Large-scale reconductoring can “unlock” renewables near the existing transmission network, says a report from a team of researchers from University of California, Berkeley and the consultancy GridLab.

While other technologies, such as those reviewed in a U.S. Department of Energy (DOE) “liftoff” report, could also enable a near-term increase in transmission capacity, the report says reconductoring with advanced conductors “offers the greatest potential to provide substantial capacity increases—up to double, within existing rights-of-way”—a finding consistent with DOE’s report. The authors say that reconductoring projects typically cost less than half the price of new lines for similar capacity increases.

A comparison of legacy conductors and advanced conductors is shown in the image below.

Advanced conductor and ACSR conductor.
Source: Energy Institute at the UC Berkeley Haas School of Business

Reconductoring could enable 764 GW of transmission-connected solar by 2035 in “indicative transmission corridors” in a scenario in which the build rate of new right-of-way transmission is constrained, according to a map linked from the report.

Advanced conductors are available from U.S. manufacturers 3M, CTC Global and TS Conductor, the report notes.

DOE aims for a national collaboration to help deploy advanced conductors, energy storage and other technologies to boost grid capacity.

The authors, noting that more than 2 TW of proposed clean generation and storage resources are “stuck in interconnection queues” across the country, say that clean energy project developers face extended delays as “first, multiple interconnection studies must be conducted, and then the necessary transmission improvements must be completed.” Increasing the transmission capacity of the existing system will “unlock” much-needed capacity, they say, not only to integrate clean energy projects already queued, but also to encourage continued renewables development near existing transmission infrastructure.

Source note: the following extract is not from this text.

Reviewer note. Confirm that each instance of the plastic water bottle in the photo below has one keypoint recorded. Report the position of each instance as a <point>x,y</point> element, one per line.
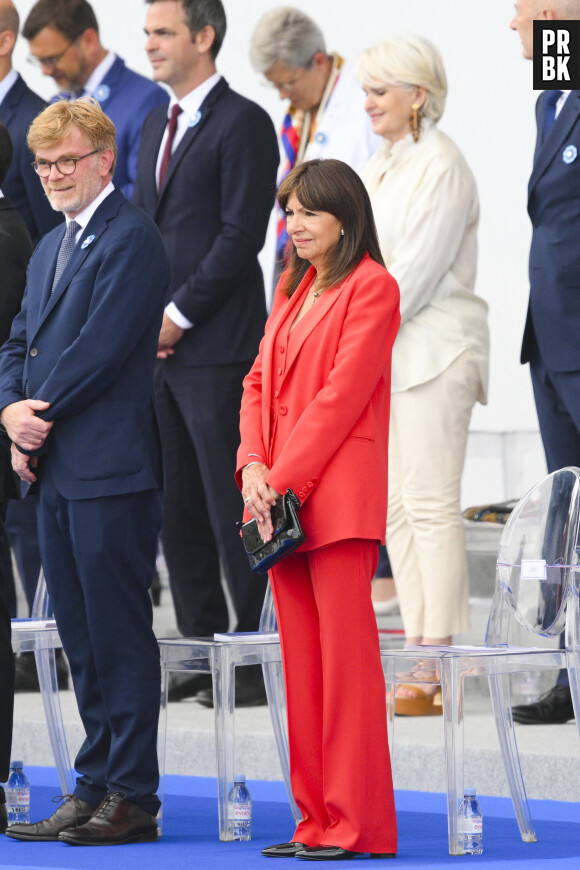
<point>240,809</point>
<point>17,795</point>
<point>470,824</point>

Across all scenarios considered in the report, the largest system savings would result from pursuing a strategy of simultaneously reconductoring with advanced conductors and addressing barriers to new greenfield transmission. That strategy would yield cumulative savings of over $400 billion by 2050 compared to a business-as-usual case.

The authors used the ReEDS model to conduct the study, and reached additional findings beyond those they presented in a working paper last fall.

The new study projected that the optimal added transmission capacity by 2050, allowing for reconductoring, would be about 110,000 GW-miles with restricted buildout or about 210,000 GW-miles with unrestricted buildout. The U.S. Department of Energy has estimated that 54,500 GW-miles of additional within-region transmission capacity is needed for a clean grid.

The new report includes reconductoring case studies from around the world, and the report’s landing page offers a paper with policy recommendations.

The report is the fourth in a series of “2035 reports,” following a 2020 report finding that clean power from 2035 is challenging but feasible, a 2021 report showing that electric vehicles could substitute for bulk transmission at lower cost, and a report on the role of offshore wind.

The new report is titled “Reconductoring with advanced conductors can accelerate the rapid transmission expansion required for a clean grid.”